Third-party managing agent Asta says Picnic Syndicate 2460 is expected to start underwriting from January 1, launching through the “syndicate in a box” model introduced by Lloyd’s last year.

The model was developed under the Future at Lloyd’s program and offers an easier path for smaller entrepreneurial businesses to bring innovate products to the market and trade for their first three years.

“Both Lloyd’s and Asta viewed Picnic as an ideal syndicate in a box candidate,” Asta CEO Julian Tighe said. “It is the sort of dynamic business which will benefit Lloyd’s enormously as it reforms and looks to the future.”

Syndicate 2460 will provide cover initially for Picnic Labs’ Our Ark mutual, which is aimed at churches, schools, aged care facilities and other not-for-profit organisations.

CEO Charles Pollack says the Anglican Diocese of North Queensland is the foundation member for Our Ark, which aims to use the advantages of a mutual model to lower costs and better reward risk mitigation.

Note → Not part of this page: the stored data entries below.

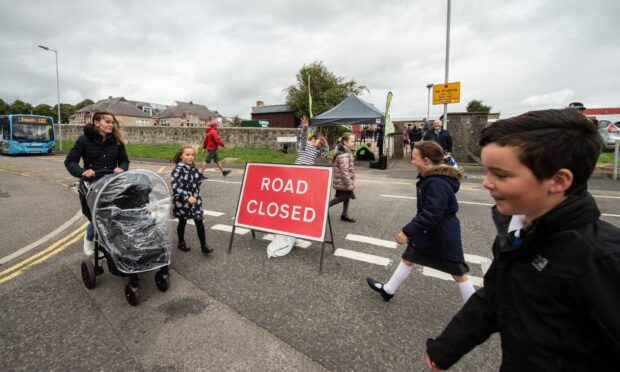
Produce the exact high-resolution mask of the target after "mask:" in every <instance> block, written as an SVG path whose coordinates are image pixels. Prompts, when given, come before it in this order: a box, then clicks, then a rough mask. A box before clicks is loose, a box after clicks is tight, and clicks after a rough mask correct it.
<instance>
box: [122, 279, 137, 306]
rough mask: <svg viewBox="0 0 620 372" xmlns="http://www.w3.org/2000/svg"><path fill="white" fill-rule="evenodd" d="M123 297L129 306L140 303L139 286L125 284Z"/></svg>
mask: <svg viewBox="0 0 620 372" xmlns="http://www.w3.org/2000/svg"><path fill="white" fill-rule="evenodd" d="M125 299H127V302H128V303H129V304H130V305H131V306H136V305H138V304H139V303H140V287H134V286H132V285H130V284H127V285H126V286H125Z"/></svg>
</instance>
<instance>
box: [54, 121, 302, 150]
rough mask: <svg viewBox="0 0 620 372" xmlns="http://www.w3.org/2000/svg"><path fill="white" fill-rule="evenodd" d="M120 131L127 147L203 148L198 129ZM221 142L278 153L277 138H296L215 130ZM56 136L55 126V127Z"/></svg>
mask: <svg viewBox="0 0 620 372" xmlns="http://www.w3.org/2000/svg"><path fill="white" fill-rule="evenodd" d="M83 128H84V126H83V125H71V124H63V125H62V138H63V139H65V140H73V141H75V140H76V139H77V138H78V136H80V135H82V134H83V133H84V129H83ZM122 131H123V133H124V134H125V139H126V140H127V142H128V143H135V144H149V143H150V144H163V143H176V144H181V143H191V144H194V145H200V146H202V142H203V140H204V132H205V130H204V128H198V127H189V128H187V127H138V126H123V127H122ZM218 132H219V133H220V136H221V137H222V141H224V143H225V144H226V147H230V148H232V147H246V148H270V149H280V148H282V144H281V143H278V142H277V138H278V137H291V136H297V134H299V130H298V129H294V128H218ZM56 133H57V134H58V125H56ZM289 149H291V150H293V149H295V144H294V143H292V144H289Z"/></svg>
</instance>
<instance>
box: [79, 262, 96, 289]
mask: <svg viewBox="0 0 620 372" xmlns="http://www.w3.org/2000/svg"><path fill="white" fill-rule="evenodd" d="M81 272H82V282H83V283H84V287H86V288H87V289H93V288H95V284H96V280H97V276H96V274H95V267H94V266H93V263H92V262H90V260H88V259H86V260H84V261H82V266H81Z"/></svg>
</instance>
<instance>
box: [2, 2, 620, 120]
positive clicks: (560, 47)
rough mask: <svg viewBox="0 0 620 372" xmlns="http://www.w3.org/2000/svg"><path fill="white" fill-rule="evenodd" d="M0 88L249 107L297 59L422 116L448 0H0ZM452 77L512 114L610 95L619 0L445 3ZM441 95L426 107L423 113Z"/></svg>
mask: <svg viewBox="0 0 620 372" xmlns="http://www.w3.org/2000/svg"><path fill="white" fill-rule="evenodd" d="M0 14H1V15H2V18H1V19H2V21H0V55H2V58H0V98H2V99H4V100H5V101H6V102H9V103H10V102H13V101H14V100H15V99H20V100H23V101H26V102H30V103H32V104H39V103H48V104H52V105H53V104H55V103H56V75H55V62H54V54H53V53H52V52H48V51H44V50H42V49H39V48H37V45H45V46H48V47H50V48H52V49H57V50H58V52H59V69H60V89H61V92H60V94H61V101H62V102H67V103H72V104H75V103H77V102H79V101H81V100H83V99H85V98H90V99H93V100H95V101H96V100H98V99H101V98H106V97H108V96H115V97H116V96H124V97H125V98H127V99H131V100H138V101H147V102H154V103H160V104H167V105H169V104H173V102H174V101H175V100H180V101H193V102H196V103H201V104H205V105H207V106H208V107H209V108H210V109H214V110H218V111H219V112H220V113H221V114H223V115H225V116H232V115H235V114H239V115H240V116H241V117H249V115H250V108H251V107H252V106H253V105H255V103H256V101H257V100H262V101H264V102H265V104H280V103H284V101H285V98H286V96H285V93H284V92H283V89H284V88H286V87H287V86H288V85H291V84H294V83H295V74H296V73H297V71H299V69H300V67H301V66H302V65H303V64H308V63H311V62H313V61H323V63H324V64H325V66H326V67H327V68H328V69H329V70H330V71H332V72H333V73H335V74H336V75H338V76H342V77H344V78H346V79H354V80H355V81H357V82H358V83H359V84H361V85H366V86H367V87H368V88H369V89H370V92H369V93H365V94H364V95H363V96H362V98H363V99H365V100H367V101H369V102H372V103H373V104H375V105H376V106H377V107H379V108H381V107H385V97H386V94H387V92H388V91H390V90H391V91H392V92H393V93H394V98H393V101H392V107H391V112H392V117H410V116H426V110H427V93H428V90H427V89H426V85H427V84H429V83H441V82H443V81H444V73H445V72H444V68H445V48H446V14H447V0H408V1H407V0H402V1H400V0H393V1H391V0H383V1H379V0H342V1H336V0H312V1H307V0H303V1H301V0H299V1H298V0H289V1H284V0H282V1H276V0H261V1H252V0H245V1H243V0H226V1H211V0H196V1H194V0H187V1H185V0H176V1H169V0H168V1H163V0H149V1H138V0H135V1H134V0H99V1H91V0H20V1H10V0H0ZM451 18H452V21H451V40H450V46H451V47H450V70H449V71H450V72H449V80H450V81H460V82H461V103H460V104H453V105H449V110H450V111H464V110H465V106H466V103H467V102H469V101H470V100H472V99H480V100H483V101H484V103H485V104H488V105H491V106H492V107H493V111H500V112H501V113H502V114H504V115H514V114H517V113H521V112H524V111H527V110H531V109H541V108H557V107H564V106H566V105H568V103H570V102H572V101H581V102H583V103H584V104H585V105H586V106H588V107H619V106H620V89H619V87H620V84H619V83H620V77H619V76H620V75H619V73H618V70H619V68H618V66H620V32H619V31H620V1H618V0H592V1H589V2H585V1H583V0H581V1H573V0H519V1H514V0H453V1H452V17H451ZM442 111H443V106H433V105H432V104H431V108H430V112H431V115H430V116H431V117H433V116H437V115H439V114H440V113H441V112H442Z"/></svg>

“We are very excited about the opportunity,” he told insuranceNEWS.com.au. “There is certainly a lot of interest and in the current hardening market more and more people are looking at the cost of their insurance and whether they are getting value for money.”

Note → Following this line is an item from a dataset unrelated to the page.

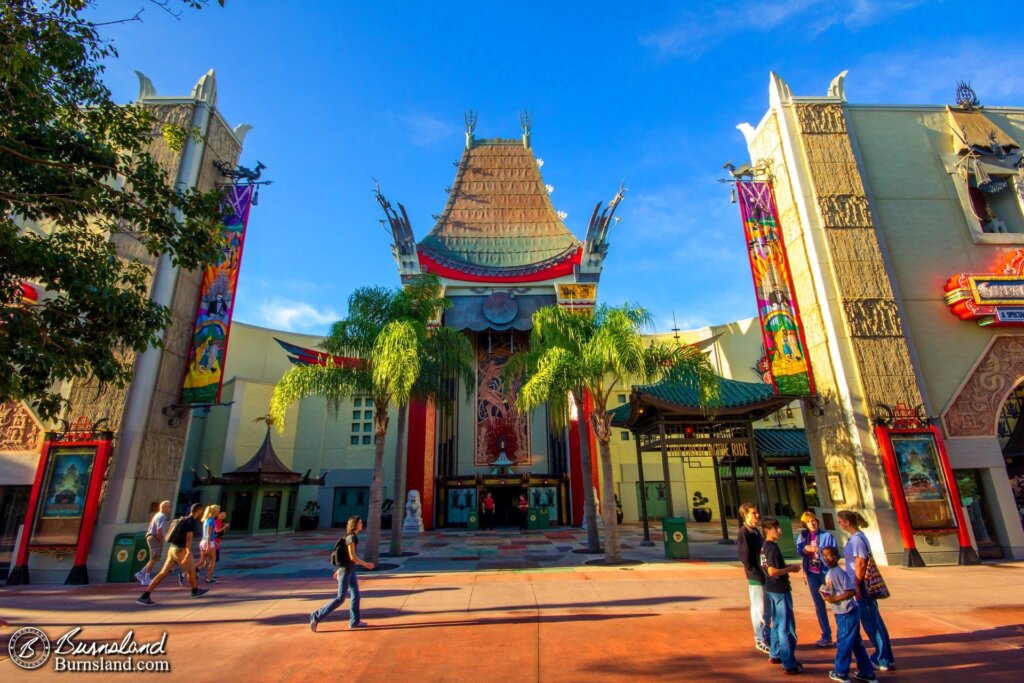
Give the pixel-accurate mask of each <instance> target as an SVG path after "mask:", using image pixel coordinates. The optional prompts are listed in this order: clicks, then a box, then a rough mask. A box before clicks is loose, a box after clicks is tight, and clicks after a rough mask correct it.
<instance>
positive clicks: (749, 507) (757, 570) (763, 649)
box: [736, 503, 771, 654]
mask: <svg viewBox="0 0 1024 683" xmlns="http://www.w3.org/2000/svg"><path fill="white" fill-rule="evenodd" d="M760 523H761V513H760V512H759V511H758V506H756V505H755V504H754V503H743V504H742V505H740V506H739V529H738V530H737V531H736V552H737V553H738V554H739V562H740V564H742V565H743V573H744V574H745V575H746V592H748V594H749V595H750V598H751V624H752V626H753V627H754V647H755V649H757V650H758V651H759V652H764V653H765V654H769V653H770V648H769V647H768V640H769V638H770V636H771V620H770V616H769V612H768V596H767V595H765V575H764V572H763V571H762V570H761V545H762V544H763V543H764V538H763V537H762V536H761V529H760V526H759V525H760Z"/></svg>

Picnic is looking to form more mutuals in addition to Our Ark and says existing mutuals internationally, where the concept is more widespread, would also be able to access cover through the syndicate.

Our Ark is categorised as a discretionary mutual, which is not regulated by the Australian Prudential Regulation Authority (APRA), but Mr Pollack says it will be operated based around the same principles embedded in the APRA prudential standards.

Asta is providing underwriting oversight, actuarial, risk management, regulatory compliance and governance services for the Lloyd’s syndicate, and says Picnic will focus on short-tail lines underwritten through pro-rata and excess of loss re/insurance. It will also avoid Lloyd’s peak peril exposure zones such as Florida wind and California earthquake.

“Gross written premium of £19.2 million ($35.4 million) is forecast for the first year of operation from business which is new to Lloyd’s,” Asta says.

Lloyd’s final approval for the syndicate remains subject to application process completion.